I have a tool that I wrote, probably 5+ years ago. Runs once a week, collects data from a public API, translates it into files usable by the asterisk phone server.
I totally forgot about it. Checked. Yep, up to date files created, all seem in the right format.
Sometimes things just keep working.
Yeah, all these simple data processing scripts will always work as long as both sides stay the same/compatible
Yep. It seems they haven’t changed a thing about the format. Probably a script much older than mine on their end is generating it too.
Isn’t that true for all of data processing?
Maybe. But webdevs have made it a mission not to seem like so
Meanwhile, had to debug a script that zipped a zip recursively, with the new data appended. The server had barely enough storage left, as the zip took almost 200GB (the data is only 3GB). I looked at the logs, last successful run: 2019
Need some monitoring!
Oh no need. The client didn’t noticed anything in 6 years, and the reason why we had to check is because they wanted us to see if we could add this feature… That already existed.
My favorite part is, if you do some extensive analytics from time to time (e.g. to prepare an upgrade to a new major version) and as a side effect stumble upon some workflows/pipelines/scripts constantly failing (and alerting the process owner) every five minutes for… at least a few months already.
Then you go and ask the process owner and they’re just like “yeah, we were annoyed by the constant error notification mails, so we mad a filter that auto deletes them”…
Yes, had the same happen. Something that should be simple failing for stupid reasons.
Well it’s not that simple… Because whoever wrote that made it way too complicated (and the production version has been tweaked without updating the dev too)
A clean rewrite with some guard clauses helped remove the haduken ifs and actually zipping the file outside of the zipped directory helped a lot
I mean, I have to say I’ve hastened my own demise (in program terms) by over-engineering something that should be simple. Sometimes adding protective guardrails actually causes errors when something changes.
Am I understanding that last part correctly?
[…] and actually zipping the file outside of the zipped directory helped a lot
Did they just automatically create a backup zip-bomb in their script‽
I oversimplified it but the actual process was to zip files to send to an FTP server
The cron zipped the files to send in the same directory as the zipped files, then sent the zip, then deleted the zip
Looks fine, right? But what if the FTP server is slow and uploading take more time than the hourly cron dispatch? You now have a second script that zip all the folder, with the previous zip file, which will slow down the upload, etc…

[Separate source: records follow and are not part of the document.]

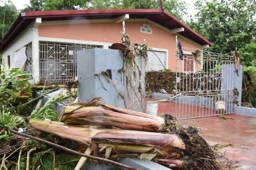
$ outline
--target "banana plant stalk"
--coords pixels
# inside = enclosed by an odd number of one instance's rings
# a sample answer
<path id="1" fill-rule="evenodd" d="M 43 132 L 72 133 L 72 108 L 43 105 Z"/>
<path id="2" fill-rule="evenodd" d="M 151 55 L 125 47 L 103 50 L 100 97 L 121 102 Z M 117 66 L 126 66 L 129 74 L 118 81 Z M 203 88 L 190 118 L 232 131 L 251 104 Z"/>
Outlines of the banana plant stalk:
<path id="1" fill-rule="evenodd" d="M 88 145 L 92 142 L 114 147 L 117 151 L 142 153 L 155 148 L 168 157 L 173 152 L 181 152 L 186 149 L 182 140 L 174 134 L 67 125 L 63 122 L 36 119 L 31 119 L 29 123 L 37 130 L 65 139 Z"/>
<path id="2" fill-rule="evenodd" d="M 114 126 L 147 132 L 158 132 L 163 124 L 163 119 L 161 117 L 113 106 L 79 108 L 79 105 L 66 107 L 59 120 L 66 124 Z"/>

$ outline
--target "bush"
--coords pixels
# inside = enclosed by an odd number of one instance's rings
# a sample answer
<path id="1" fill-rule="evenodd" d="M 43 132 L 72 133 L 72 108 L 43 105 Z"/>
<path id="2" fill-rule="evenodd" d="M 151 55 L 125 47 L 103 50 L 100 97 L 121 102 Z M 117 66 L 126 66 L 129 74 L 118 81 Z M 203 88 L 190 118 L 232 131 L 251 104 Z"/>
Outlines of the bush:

I believe may have been started by an FTP upload erroring out and forcing an early return without having a cleanup, and progressively got worse
… I suppose this happened. The logs were actually broken and didn’t actually add the
messagepart of the error object, and only logging the memory address to it
the final part of that is “written by person that left the company ten years ago”
A self-written shell script “daemon” that tails & greps log output for “ERR|FAIL”
Nah bro, that bash alias is FULLY documented in .bashrc! Idiot.
I don’t see the alias in your .bashrc
yeah, um, about that. I have no idea where it comes from. We can type alias and see what it is, so if it’s ever lost, we can recreate it, but I looked for 30 minutes yesterday even did a grep -R and I have NO IDEA where it comes from, or why it’s named electricboogaloo
My current project has a crontab with 216 entries.
Well, here’s a sentence I haven’t been tempted to use before:
“I believe that may be too many crontab entries.”
just randomly delete 50 of them.
Yes. The strongest crontab entries will probably restore themselves. (For anyone reading along, this is sarcasm. Don’t do this.)
a crontab can regenerate from bisection to form two whole crontabs
Any problem in server administration can be solved with an additional crontab entry. Except for the problem of too many crontab entries.
And that’s why I added a crontab entry that periodically purges my cron configuration. That way, I’m forced to readd only the truly necessary cron jobs, successfully reducing the amount of crontab entries.